UST to USDT: Here’s what caused largest 1-day dump in USDT’s addresses




The ongoing cryptocurrency crash has injected a chaotic sentiment within the investors. The steep decline saw $200 billion in value wiped out in a single day.

Bitcoin alone fell to below $25,000 on the morning of 12 May, a price not seen since December 2020. Even, Ethereum, the largest altcoin lost around 20% of its value in just 24 hours.

Over the past few days, the TerraUSD (UST) stablecoin, which is meant to maintain a dollar peg, uncoupled dramatically from the $1 mark. It dropped to a low of 30 cents on 10 May. In the latest update to the saga, the project put its entire blockchain on halt for around two hours on 12 May, freezing user funds.
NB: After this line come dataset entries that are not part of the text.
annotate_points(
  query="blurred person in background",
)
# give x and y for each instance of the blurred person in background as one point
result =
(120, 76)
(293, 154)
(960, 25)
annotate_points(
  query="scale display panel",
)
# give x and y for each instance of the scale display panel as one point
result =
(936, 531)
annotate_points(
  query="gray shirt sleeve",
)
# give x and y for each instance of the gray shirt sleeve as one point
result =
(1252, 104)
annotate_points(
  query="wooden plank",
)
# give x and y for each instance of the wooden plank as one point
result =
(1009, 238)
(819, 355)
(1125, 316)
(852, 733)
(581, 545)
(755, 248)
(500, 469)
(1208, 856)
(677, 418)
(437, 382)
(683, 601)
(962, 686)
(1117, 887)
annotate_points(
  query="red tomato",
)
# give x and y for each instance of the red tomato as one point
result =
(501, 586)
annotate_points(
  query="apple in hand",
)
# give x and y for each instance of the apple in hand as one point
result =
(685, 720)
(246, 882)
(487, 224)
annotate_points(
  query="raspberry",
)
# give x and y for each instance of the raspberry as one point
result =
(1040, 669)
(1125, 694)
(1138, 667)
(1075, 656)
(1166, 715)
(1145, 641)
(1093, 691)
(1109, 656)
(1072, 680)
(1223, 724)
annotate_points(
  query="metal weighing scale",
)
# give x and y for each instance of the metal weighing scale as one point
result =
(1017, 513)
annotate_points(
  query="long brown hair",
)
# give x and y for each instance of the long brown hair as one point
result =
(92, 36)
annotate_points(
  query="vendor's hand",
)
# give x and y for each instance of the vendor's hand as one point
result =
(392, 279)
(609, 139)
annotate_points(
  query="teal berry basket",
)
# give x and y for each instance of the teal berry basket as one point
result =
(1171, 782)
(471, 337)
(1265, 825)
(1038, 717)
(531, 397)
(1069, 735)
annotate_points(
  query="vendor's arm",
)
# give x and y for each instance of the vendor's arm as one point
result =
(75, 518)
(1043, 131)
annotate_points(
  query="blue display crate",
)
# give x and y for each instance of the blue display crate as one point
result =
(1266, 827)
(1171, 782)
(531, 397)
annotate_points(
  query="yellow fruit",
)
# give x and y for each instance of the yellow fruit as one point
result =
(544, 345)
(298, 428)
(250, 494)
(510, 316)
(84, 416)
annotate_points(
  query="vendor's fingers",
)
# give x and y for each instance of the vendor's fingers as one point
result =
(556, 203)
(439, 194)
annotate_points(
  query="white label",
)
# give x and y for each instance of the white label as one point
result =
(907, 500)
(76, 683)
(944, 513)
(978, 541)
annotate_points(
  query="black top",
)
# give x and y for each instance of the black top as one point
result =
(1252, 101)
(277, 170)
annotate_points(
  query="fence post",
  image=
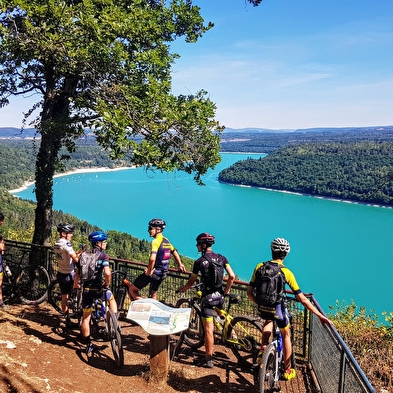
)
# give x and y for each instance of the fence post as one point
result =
(159, 358)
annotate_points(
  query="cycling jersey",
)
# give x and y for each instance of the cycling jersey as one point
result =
(289, 277)
(63, 249)
(277, 313)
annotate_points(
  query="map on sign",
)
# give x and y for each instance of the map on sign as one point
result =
(157, 318)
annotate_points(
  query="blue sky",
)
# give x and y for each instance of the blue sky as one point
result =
(287, 64)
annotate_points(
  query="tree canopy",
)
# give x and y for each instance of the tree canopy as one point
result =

From one (not-so-stablecoin) to another 

Looks like the ongoing narrative has spread to Tether, the largest and most systemically important cryptocurrency. Tether started de-pegging on 11 May in the aftermath of UST’s collapse. It dipped only slightly at first, from around $0.999 to $0.997, and then earlier on 13 May, it fell to a level of $0.95.

Source: Kaiko

Following this volatility and doubts on the seriousness of Tether losing its $1 peg, analytical platform, Santiment stated,

“…key whale addresses have dumped a total of $710M in $USDT today. This is the largest one-day dump from 100k to 10M USDT addresses in crypto‘s largest stablecoin‘s history.” 

Source: Santiment

Needless to say, such a drop would give way to different speculations, and FUDs within the crypto market. Ergo, witnessing a hike in the social engagement metrics. This is indeed the case now as $USDT’s social volume has hit a 17-month high impacted by the LUNA and UST crashes.

So, one might question what drove Tether’s de-pegging event? According to Kaiko’s analysis, during the worst period of de-pegging, there was a large number of sell orders on FTX. In fact, the largest sell order on FTX recorded $9 million during the worst of the de-peg.

Source: Kaiko

The uncertainty around redemptions could have caused a panic during the de-pegging that overflowed onto USDT-USD trading pairs. ‘Although with millions of dollars at stake, it still remains unclear why a trader would sell at such a discount,’ the blog added.

On the other hand, whales on Kraken bought USDT at a discount. As it were, whale traders profited from this redemption mechanism by scooping USDT at a cheap price.


Given the de-pegging narrative, the stablecoin destroyed several USDT tokens in an account known as Tether Treasury. Tether is subjected to burn an equal amount of USDT when users apply to redeem the stablecoin for fiat. “Burn burn burn,” Tether chief technology officer Paolo Ardoino tweeted on 12 May.